Recently, Eva Whitney and I were invited to teach a lesson at 826 Valencia in the San Francisco Mission district. The building is well-known as a pirate-themed gift shop, but that is only a front: tucked away in the back room is a student outreach and tutoring program. The goal was to pack the young attendees full of poetry over a two-day period, and therefore make poetry more accessible and less daunting. We began a feverish hunt online, looking for poems that would clearly demonstrate one of six crucial literary devices: metaphor, simile, personification, form, repetition, alliteration, and rhyme. The irresistible allure of our lesson lay in the theme of San Francisco, which tied all the poems together. We hoped this would help the students identify with the content of the pieces, which we then hoped would lead to interest in the devices used therein.

As we crawled through countless poetry websites like starving men across a desert, it became apparent that very few poets write a poem with a literary device as their inspiration, as we planned to have the students do. When we got to the lesson with our jumbled bag of poems in hand, shifting from one foot to the other, it was easy to believe nothing we said would make any sense at all. In Creative Writing, much of the learning we do is analytical, zooming in on each word. I wondered: would any of my yammering make sense to people who are not exposed to this three hours a day and five days a week?

Whether or not the students will take the literary devices we introduced to their graves, I believe we reached our objective: everyone wrote an interesting poem or prompt. It was captivating to hear writing that was pristine, that just spilled out of the tops of the students’ heads, written very quickly and with little warning. The students were not huge talkers, but I found that I could learn more about each person through the prompts that we forced them to share. Even if the technicalities of poetry did not impress the students, I think that writing it left them with confidence about poetry, and maybe they’ll even come knocking at the door of Creative Writing during high-school application time.

Rae Kim, class of 2020

Cine Club by Rae Dox Kim

San Francisco Art & Film for Teenagers holds a weekly showing of a film at the picturesque SF Art Institute. The hike up the hill to the building is the ultimate test of faith, but makes for a great view. Prior to the film, you can watch the sun setting over the tourist district or look for stray cats under the bushes in the courtyard. There is always sparking water to sip as the lights go down in the theater, and an oatmeal cookie. The movie is paired with an animated short–often Looney Tunes, which aptly sets the stage for the war film or deep inspection of our human experience that follows. You are instructed to spend five minutes, not a moment less, meeting your fellow moviegoers.

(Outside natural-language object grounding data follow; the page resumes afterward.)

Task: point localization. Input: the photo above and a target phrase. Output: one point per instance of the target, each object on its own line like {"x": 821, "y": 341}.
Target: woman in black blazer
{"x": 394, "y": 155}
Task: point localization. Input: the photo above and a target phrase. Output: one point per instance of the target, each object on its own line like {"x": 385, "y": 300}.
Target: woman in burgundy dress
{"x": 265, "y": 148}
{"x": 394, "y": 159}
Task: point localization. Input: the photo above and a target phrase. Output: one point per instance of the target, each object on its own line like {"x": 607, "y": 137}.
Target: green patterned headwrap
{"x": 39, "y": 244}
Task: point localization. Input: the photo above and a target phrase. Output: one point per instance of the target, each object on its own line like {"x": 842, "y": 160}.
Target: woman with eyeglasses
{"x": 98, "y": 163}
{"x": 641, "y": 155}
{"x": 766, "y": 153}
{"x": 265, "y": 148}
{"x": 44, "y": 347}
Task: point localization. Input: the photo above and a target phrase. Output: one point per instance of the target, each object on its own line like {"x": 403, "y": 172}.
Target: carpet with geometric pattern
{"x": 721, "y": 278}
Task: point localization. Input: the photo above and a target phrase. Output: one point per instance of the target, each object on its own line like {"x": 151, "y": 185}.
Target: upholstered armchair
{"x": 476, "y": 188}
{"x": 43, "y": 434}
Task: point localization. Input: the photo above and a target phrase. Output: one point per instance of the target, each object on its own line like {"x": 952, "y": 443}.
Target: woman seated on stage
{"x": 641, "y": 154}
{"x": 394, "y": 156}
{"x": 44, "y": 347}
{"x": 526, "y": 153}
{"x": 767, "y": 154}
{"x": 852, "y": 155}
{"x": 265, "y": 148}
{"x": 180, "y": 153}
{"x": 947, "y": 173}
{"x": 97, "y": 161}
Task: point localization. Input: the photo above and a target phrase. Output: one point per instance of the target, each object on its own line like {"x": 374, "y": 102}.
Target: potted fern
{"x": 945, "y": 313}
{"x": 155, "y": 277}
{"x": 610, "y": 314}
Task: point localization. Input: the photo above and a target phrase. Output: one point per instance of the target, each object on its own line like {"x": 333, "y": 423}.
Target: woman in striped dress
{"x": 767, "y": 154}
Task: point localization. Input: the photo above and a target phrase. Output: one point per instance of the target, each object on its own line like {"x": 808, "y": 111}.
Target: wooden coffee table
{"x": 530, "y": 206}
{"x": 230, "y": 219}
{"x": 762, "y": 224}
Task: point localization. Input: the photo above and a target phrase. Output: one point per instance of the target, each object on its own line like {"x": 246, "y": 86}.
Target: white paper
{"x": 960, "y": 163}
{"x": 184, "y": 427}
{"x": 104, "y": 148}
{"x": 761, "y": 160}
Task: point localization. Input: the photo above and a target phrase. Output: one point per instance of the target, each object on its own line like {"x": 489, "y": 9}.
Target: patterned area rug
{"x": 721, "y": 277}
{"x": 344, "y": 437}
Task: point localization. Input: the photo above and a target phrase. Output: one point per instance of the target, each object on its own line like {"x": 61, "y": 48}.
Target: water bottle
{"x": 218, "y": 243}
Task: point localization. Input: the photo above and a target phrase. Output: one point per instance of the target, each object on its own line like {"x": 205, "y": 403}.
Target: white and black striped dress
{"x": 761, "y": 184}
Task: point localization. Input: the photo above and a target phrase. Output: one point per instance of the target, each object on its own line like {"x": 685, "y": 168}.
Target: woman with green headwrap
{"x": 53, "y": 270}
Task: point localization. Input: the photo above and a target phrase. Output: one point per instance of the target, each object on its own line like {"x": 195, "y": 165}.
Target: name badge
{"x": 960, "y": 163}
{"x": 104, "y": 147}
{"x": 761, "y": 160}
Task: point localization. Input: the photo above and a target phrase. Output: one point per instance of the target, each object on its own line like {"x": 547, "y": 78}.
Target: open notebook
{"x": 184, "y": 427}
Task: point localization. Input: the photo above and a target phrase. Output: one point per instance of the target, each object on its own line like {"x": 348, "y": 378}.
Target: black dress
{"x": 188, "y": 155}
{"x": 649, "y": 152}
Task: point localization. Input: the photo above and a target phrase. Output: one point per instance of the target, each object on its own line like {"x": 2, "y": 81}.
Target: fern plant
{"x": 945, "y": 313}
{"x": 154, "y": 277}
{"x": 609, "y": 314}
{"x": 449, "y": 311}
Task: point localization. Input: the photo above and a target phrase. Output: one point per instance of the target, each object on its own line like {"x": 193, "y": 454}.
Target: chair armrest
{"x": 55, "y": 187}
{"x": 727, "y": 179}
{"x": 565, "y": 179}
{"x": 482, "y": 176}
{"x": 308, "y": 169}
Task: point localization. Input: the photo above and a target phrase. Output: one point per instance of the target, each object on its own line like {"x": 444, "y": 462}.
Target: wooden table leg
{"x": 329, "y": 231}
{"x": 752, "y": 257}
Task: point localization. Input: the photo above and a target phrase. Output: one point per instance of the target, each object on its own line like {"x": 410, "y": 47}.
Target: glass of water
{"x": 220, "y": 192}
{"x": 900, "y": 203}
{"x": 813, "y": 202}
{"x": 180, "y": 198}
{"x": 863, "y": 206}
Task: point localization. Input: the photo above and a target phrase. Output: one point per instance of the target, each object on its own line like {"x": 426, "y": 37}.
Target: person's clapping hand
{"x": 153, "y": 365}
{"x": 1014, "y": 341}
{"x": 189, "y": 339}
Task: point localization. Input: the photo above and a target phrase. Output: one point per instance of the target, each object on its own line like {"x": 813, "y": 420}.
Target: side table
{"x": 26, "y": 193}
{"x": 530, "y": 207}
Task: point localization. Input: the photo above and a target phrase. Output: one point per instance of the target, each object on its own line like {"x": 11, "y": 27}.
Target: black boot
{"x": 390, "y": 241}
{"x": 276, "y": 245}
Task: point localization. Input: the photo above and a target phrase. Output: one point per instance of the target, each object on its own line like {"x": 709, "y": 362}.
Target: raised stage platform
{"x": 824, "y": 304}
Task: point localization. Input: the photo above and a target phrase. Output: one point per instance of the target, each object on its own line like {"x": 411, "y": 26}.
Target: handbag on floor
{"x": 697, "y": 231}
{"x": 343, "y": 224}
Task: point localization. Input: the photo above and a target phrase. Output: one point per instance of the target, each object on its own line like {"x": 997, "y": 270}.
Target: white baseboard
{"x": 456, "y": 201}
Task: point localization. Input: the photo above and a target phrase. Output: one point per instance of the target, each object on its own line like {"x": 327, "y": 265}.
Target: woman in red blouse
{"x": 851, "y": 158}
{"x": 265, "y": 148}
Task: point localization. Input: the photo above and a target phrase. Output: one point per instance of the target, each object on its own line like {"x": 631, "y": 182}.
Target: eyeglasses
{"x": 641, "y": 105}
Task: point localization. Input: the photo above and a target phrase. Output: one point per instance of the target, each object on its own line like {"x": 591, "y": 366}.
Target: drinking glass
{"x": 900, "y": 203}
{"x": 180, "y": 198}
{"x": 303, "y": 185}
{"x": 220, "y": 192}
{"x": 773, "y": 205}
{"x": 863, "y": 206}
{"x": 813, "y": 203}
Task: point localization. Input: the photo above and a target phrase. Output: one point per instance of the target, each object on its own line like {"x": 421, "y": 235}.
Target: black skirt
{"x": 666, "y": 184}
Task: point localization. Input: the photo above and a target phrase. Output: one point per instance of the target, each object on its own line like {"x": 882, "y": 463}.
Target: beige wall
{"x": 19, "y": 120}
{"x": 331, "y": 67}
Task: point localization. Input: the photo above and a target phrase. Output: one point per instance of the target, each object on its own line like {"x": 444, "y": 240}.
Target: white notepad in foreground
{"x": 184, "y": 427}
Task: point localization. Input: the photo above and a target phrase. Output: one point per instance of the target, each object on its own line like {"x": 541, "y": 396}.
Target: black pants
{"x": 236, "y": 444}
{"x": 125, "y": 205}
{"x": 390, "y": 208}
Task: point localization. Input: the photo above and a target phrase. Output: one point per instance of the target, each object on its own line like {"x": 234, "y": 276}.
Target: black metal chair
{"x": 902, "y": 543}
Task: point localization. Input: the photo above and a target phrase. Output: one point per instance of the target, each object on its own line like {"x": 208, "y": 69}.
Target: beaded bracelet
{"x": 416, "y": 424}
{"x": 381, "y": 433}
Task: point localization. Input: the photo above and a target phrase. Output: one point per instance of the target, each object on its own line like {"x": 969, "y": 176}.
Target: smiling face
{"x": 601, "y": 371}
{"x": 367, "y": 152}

The great joy of Cine Club is that I will see movies there that I would not see otherwise, in different languages, set in the past and even the future. Many of the high-budget blockbusters in the American theaters of today are limited to one perspective. The movies shown at Cine Club are more than drawn-out plot progression and attractive CGI action scenes. They demonstrate powers of cinematography, well-written dialogue (or lack thereof… some of the films are more silent than not) and immaculate design. They do not lean on the guarantee of a happily-ever-after conclusion. These are films recognized as classics, critical to an education in media. Sitting in that theater, I have learned more about movies and about life than in any class.

Attending Cine Club is an assignment for Creative Writing, but once I sit down and torture the little tables on the armrests into a horizontal position, I can’t help but feel content. I am surrounded by people who aren’t just there to see a movie, but to find some kind of meaning in art. And later, while churning out a reflection on the movie I have seen, I feel that contentment again.